St. Andrew Cross - Symbol of the Disciples of ChristJuly 2, 2006

Love:  The More Excellent Way
Psalm 23
I Corinthians 13

The church of Jesus Christ is called to be a community of love and compassion, justice, and fellowship. Love, as I am using the term is the kind of love that the church calls agape love.

Love here, as Paul uses it is not that of a parent and child. Nor is it that love that follows from two people who are physically and emotionally attracted to each other. He is describing the function of the kind of love that is about community and caring for others and ourselves as sons and daughters of God. It is the love on which the church of Jesus is built. It is the kind of love that does not just declare with our mouths and believe in our hearts (Romans 10.9), but acts positively in the world around us. It is love that seeks justice for all people, that seeks good relationships wherever we are, and that looks to God always. So I am thankful to Gene Shade for suggesting these two texts.

They may be among the best known chapters of scripture we hear. It is likely that they are the two texts that people who come to church only for special occasions hear most. The 23rd Psalm is often heard at funerals. And I Corinthians is often part of wedding ceremonies, including the ones that I perform. But these verses have meaning far beyond their reading at significant life passage ceremonies. They speak to our daily lives now.
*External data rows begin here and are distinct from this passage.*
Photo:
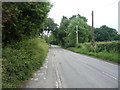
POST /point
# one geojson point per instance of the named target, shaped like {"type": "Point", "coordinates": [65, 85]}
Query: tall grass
{"type": "Point", "coordinates": [21, 60]}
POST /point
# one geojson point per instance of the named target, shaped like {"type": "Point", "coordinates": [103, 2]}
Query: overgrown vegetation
{"type": "Point", "coordinates": [23, 52]}
{"type": "Point", "coordinates": [21, 60]}
{"type": "Point", "coordinates": [104, 50]}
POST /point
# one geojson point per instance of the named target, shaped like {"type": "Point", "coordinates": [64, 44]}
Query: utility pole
{"type": "Point", "coordinates": [92, 33]}
{"type": "Point", "coordinates": [77, 34]}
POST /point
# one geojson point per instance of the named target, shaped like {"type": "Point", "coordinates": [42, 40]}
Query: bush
{"type": "Point", "coordinates": [21, 60]}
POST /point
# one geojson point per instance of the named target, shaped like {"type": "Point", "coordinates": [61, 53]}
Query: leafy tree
{"type": "Point", "coordinates": [23, 20]}
{"type": "Point", "coordinates": [105, 33]}
{"type": "Point", "coordinates": [83, 31]}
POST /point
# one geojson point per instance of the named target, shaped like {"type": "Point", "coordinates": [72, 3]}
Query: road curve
{"type": "Point", "coordinates": [66, 69]}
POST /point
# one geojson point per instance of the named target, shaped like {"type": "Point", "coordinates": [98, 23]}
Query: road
{"type": "Point", "coordinates": [66, 69]}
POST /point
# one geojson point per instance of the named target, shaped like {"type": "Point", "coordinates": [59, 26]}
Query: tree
{"type": "Point", "coordinates": [83, 31]}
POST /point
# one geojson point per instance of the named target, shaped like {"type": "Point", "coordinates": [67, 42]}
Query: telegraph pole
{"type": "Point", "coordinates": [92, 26]}
{"type": "Point", "coordinates": [92, 34]}
{"type": "Point", "coordinates": [76, 32]}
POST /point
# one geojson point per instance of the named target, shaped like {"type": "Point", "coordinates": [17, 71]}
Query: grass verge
{"type": "Point", "coordinates": [21, 60]}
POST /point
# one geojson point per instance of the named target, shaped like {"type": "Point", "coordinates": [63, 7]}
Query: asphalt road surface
{"type": "Point", "coordinates": [66, 69]}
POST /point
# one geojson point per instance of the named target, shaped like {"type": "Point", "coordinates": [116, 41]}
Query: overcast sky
{"type": "Point", "coordinates": [105, 11]}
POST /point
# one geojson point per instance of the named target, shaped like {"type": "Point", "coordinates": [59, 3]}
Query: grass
{"type": "Point", "coordinates": [21, 60]}
{"type": "Point", "coordinates": [110, 56]}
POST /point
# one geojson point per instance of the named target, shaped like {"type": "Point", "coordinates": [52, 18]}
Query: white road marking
{"type": "Point", "coordinates": [56, 84]}
{"type": "Point", "coordinates": [110, 75]}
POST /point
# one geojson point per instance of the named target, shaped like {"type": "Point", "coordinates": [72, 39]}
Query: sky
{"type": "Point", "coordinates": [105, 11]}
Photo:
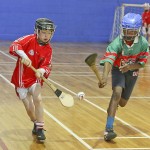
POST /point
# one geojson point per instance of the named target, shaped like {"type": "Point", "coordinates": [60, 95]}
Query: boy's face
{"type": "Point", "coordinates": [130, 34]}
{"type": "Point", "coordinates": [44, 36]}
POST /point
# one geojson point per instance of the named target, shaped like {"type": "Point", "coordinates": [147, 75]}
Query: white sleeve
{"type": "Point", "coordinates": [21, 53]}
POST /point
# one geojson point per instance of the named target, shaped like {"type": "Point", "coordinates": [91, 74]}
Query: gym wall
{"type": "Point", "coordinates": [76, 20]}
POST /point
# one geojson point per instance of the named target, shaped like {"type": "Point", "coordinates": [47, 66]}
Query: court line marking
{"type": "Point", "coordinates": [148, 148]}
{"type": "Point", "coordinates": [144, 134]}
{"type": "Point", "coordinates": [58, 122]}
{"type": "Point", "coordinates": [118, 137]}
{"type": "Point", "coordinates": [72, 75]}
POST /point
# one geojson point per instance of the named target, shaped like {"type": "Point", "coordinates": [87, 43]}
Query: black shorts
{"type": "Point", "coordinates": [125, 80]}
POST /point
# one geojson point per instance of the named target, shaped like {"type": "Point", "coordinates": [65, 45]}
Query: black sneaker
{"type": "Point", "coordinates": [40, 135]}
{"type": "Point", "coordinates": [109, 134]}
{"type": "Point", "coordinates": [34, 129]}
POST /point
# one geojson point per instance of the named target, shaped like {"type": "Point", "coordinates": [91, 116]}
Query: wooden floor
{"type": "Point", "coordinates": [80, 127]}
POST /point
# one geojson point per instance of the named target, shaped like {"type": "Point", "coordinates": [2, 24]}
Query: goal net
{"type": "Point", "coordinates": [120, 12]}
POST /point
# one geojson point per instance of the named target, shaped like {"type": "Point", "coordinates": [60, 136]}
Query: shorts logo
{"type": "Point", "coordinates": [31, 52]}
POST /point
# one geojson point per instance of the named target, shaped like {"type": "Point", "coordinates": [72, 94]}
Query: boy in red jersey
{"type": "Point", "coordinates": [146, 22]}
{"type": "Point", "coordinates": [33, 50]}
{"type": "Point", "coordinates": [124, 56]}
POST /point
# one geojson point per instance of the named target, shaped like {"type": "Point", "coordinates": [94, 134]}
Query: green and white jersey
{"type": "Point", "coordinates": [118, 51]}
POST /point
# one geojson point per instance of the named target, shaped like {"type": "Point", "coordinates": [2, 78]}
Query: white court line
{"type": "Point", "coordinates": [94, 105]}
{"type": "Point", "coordinates": [56, 120]}
{"type": "Point", "coordinates": [118, 137]}
{"type": "Point", "coordinates": [122, 148]}
{"type": "Point", "coordinates": [72, 75]}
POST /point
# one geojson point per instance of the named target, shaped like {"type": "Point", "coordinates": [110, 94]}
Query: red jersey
{"type": "Point", "coordinates": [146, 17]}
{"type": "Point", "coordinates": [40, 56]}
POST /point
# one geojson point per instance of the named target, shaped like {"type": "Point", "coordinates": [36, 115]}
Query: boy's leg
{"type": "Point", "coordinates": [27, 100]}
{"type": "Point", "coordinates": [35, 91]}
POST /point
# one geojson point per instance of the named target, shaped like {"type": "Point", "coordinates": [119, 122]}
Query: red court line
{"type": "Point", "coordinates": [2, 145]}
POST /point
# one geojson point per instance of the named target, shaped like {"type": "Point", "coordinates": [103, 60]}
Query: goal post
{"type": "Point", "coordinates": [120, 12]}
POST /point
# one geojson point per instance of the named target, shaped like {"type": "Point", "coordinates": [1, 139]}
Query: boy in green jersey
{"type": "Point", "coordinates": [124, 57]}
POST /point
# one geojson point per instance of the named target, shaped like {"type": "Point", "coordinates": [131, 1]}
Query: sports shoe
{"type": "Point", "coordinates": [34, 129]}
{"type": "Point", "coordinates": [40, 135]}
{"type": "Point", "coordinates": [109, 134]}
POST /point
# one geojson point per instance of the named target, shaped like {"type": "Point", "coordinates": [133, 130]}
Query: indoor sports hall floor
{"type": "Point", "coordinates": [80, 127]}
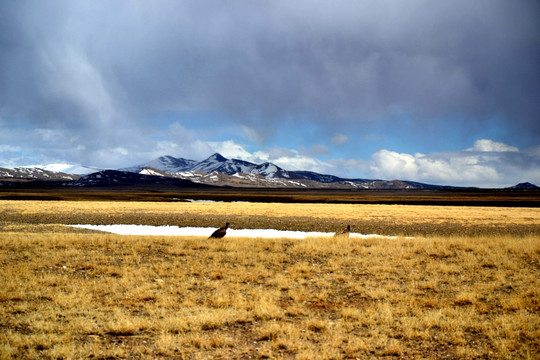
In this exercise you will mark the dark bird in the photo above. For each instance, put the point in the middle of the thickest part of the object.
(219, 233)
(344, 233)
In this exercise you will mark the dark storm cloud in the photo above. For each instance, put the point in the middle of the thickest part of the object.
(98, 65)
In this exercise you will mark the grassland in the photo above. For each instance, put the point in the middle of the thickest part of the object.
(466, 287)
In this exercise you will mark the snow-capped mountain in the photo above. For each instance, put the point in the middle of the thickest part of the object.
(215, 170)
(34, 173)
(166, 164)
(218, 170)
When we say, ‘the Lord is my Shepherd" we are saying something about where our faith is lodged. We are saying that our ultimate guide, our redeemer, our authority is this shepherd who is God for us. Will we respect and listen to human authority? Yes we will, but it is not the king, or the president, or the governor or the mayor, it is God who is the shepherd of our lives. It is God who is the keeper of our spirits’ trust and authority.
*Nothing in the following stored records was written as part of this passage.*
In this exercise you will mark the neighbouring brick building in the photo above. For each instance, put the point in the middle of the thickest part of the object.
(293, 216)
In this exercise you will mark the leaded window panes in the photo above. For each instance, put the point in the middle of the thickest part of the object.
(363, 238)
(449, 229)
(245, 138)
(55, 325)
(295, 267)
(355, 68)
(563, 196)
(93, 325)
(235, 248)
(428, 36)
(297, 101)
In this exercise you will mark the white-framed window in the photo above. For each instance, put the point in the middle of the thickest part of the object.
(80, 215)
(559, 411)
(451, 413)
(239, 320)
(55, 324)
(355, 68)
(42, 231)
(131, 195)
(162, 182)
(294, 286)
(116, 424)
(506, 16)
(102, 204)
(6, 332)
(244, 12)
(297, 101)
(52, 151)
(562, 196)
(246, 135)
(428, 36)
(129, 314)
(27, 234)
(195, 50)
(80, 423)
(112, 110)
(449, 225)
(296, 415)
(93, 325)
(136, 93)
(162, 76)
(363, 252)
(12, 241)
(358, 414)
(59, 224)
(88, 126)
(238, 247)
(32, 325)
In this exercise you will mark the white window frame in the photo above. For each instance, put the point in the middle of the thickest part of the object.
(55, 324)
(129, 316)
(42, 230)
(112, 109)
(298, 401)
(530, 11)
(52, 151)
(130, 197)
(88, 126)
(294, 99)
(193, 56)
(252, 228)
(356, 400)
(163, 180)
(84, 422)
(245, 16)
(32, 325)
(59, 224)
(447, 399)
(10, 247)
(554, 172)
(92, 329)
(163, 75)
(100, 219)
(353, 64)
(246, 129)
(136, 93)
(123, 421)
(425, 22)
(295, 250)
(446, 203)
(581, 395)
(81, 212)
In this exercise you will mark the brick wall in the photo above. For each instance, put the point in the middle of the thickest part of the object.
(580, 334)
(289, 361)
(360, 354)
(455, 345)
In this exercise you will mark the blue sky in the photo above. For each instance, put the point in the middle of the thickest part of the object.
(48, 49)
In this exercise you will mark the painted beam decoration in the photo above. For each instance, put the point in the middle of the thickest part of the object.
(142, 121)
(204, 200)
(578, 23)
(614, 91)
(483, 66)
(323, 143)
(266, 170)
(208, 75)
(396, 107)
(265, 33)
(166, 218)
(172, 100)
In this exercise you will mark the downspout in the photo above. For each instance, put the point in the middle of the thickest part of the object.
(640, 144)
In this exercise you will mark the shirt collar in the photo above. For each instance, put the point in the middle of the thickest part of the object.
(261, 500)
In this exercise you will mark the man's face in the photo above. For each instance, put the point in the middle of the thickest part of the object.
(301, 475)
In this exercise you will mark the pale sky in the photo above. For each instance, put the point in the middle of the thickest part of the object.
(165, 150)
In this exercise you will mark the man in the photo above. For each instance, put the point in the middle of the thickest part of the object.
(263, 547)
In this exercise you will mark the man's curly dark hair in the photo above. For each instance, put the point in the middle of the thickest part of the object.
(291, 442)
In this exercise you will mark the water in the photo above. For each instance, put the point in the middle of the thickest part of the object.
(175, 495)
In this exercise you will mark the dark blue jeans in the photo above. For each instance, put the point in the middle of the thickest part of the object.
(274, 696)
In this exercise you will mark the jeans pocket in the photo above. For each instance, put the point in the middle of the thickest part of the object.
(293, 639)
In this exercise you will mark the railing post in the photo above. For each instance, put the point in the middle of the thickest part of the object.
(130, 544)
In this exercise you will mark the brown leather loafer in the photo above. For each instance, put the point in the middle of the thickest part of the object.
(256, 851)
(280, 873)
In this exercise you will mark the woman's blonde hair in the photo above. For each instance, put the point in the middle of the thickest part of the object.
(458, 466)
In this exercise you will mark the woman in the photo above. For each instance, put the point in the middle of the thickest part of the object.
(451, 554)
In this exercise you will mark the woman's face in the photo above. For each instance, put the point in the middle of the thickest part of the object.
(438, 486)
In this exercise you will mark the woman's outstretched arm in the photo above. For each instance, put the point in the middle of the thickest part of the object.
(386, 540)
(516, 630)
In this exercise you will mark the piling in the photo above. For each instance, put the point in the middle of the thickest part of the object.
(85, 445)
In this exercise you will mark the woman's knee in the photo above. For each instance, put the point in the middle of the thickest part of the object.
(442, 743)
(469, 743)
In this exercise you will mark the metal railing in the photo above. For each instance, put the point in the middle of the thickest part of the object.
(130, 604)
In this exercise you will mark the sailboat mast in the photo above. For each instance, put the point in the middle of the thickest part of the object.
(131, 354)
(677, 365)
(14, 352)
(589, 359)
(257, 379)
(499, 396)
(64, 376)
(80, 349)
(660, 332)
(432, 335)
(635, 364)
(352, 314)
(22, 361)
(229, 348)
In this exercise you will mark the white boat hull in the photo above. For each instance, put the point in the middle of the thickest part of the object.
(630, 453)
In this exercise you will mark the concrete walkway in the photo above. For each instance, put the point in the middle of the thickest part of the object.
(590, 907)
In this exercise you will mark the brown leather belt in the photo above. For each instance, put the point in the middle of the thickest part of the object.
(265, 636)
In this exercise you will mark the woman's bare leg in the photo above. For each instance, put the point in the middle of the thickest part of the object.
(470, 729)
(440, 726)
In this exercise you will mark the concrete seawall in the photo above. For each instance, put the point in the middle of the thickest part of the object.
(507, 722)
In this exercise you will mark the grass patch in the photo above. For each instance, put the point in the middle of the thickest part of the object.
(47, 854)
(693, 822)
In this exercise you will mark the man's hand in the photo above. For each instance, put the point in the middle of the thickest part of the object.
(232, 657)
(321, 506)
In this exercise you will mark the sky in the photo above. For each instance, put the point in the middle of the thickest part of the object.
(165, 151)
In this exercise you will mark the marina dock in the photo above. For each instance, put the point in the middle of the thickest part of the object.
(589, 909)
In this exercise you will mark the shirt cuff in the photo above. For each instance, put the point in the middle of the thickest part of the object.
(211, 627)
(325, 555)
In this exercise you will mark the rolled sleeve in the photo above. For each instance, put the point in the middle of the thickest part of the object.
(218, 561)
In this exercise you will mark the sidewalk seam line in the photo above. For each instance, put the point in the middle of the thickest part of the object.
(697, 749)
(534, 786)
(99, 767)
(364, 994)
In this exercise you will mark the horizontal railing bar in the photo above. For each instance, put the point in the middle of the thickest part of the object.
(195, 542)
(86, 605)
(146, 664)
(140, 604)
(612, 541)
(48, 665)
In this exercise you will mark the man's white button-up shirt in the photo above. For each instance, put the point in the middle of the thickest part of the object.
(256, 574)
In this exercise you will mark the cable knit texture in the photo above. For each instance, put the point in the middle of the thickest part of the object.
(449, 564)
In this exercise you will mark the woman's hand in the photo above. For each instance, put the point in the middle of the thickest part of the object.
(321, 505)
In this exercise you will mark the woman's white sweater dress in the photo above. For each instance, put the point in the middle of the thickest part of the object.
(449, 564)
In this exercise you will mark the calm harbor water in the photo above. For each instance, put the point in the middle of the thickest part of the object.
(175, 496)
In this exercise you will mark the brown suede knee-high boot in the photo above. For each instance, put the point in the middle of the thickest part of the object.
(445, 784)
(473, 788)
This shepherd is the one who by grace, mercy, and love goes about the work of leading us to the righteous side of the street, away from harm and evil. It is this shepherd who promises never to leave us and who responds to our spirit’s longing by making a banquet for us. It was part of ancient near eastern culture in those days to express friendship and hospitality by preparing a meal for friends. The good news of Psalm 23 is the declaration that God will provide and prepare for us what we need.

Even when we are surrounded by enemies, you know who they are; they wish us no good, they discourage us, they would if they could deprive us of shelter, food, and water. Even as they look to prey upon us, God is already there, watching out for us and taking care to prepare the food our souls need most. It was a gesture of hospitality to feed guests, and it was another to pour oil over the head of an honored guest. Then it was probably done to deal with the dust from the road. Now we know that anointing with oil is an act of healing and blessing. It says that God is pleased that we have found a place at the divine table, and that we are welcomed and protected and safe there. We are protected, we are anointed, and we are fed.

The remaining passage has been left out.